When should I use braided line, monofilament or fluorocarbon line?

Does everyone have rods with all different lines on them or is one pretty standard for where and how you fish? I generally just like to fish and fish local ponds, lakes, rivers etc. All freshwater stuff. When should I use braided line, monofilament or fluorocarbon line?


  • I only use monofilament line on a dropshot rig where I want a little extra float to my line to get my baits up above the grasses. Other than that I only use braided line on my spinning or baitcasting rods and I only use fluorocarbon leaders. Even my fly rod uses a good weight forward floating fly line with a fluoro leader.

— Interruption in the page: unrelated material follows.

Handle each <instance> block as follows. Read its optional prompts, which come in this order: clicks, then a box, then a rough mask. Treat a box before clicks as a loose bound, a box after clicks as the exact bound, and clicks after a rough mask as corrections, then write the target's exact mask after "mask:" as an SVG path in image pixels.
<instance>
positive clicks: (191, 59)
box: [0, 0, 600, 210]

  • @InsuranceBrokerDon I have a different weight fishing line on all of my rods but they're all braided line. Even my ice fishing rod is a thin white braided line. I just love the feel of braided. The two drawbacks with braided line are it is hard to cut. You can't use your teeth like you can with monofilament or fluorocarbon line, you definitely need a sharp set of nippers. Also it is harder to tie knots with because it's much more flexible. Monofilament and fluorocarbon line have some stiffness to them so they naturally create loops that are easy to push line ends through. Braided is tough to tie knots with especially when it's wet because it sticks to itself and your fingers. Pair that with it also having zero line memory or stiffness, it makes tying certain knots much more difficult with the smaller diameter line. I used to tie an improved clinch knot almost every time, I still do with my fluoro or mono leaders, but when its braided, I have swapped the improved clinch knot for a fisherman's knot because that extra loop is almost impossible to get. I havn't had 1 break off with it so I'm happy.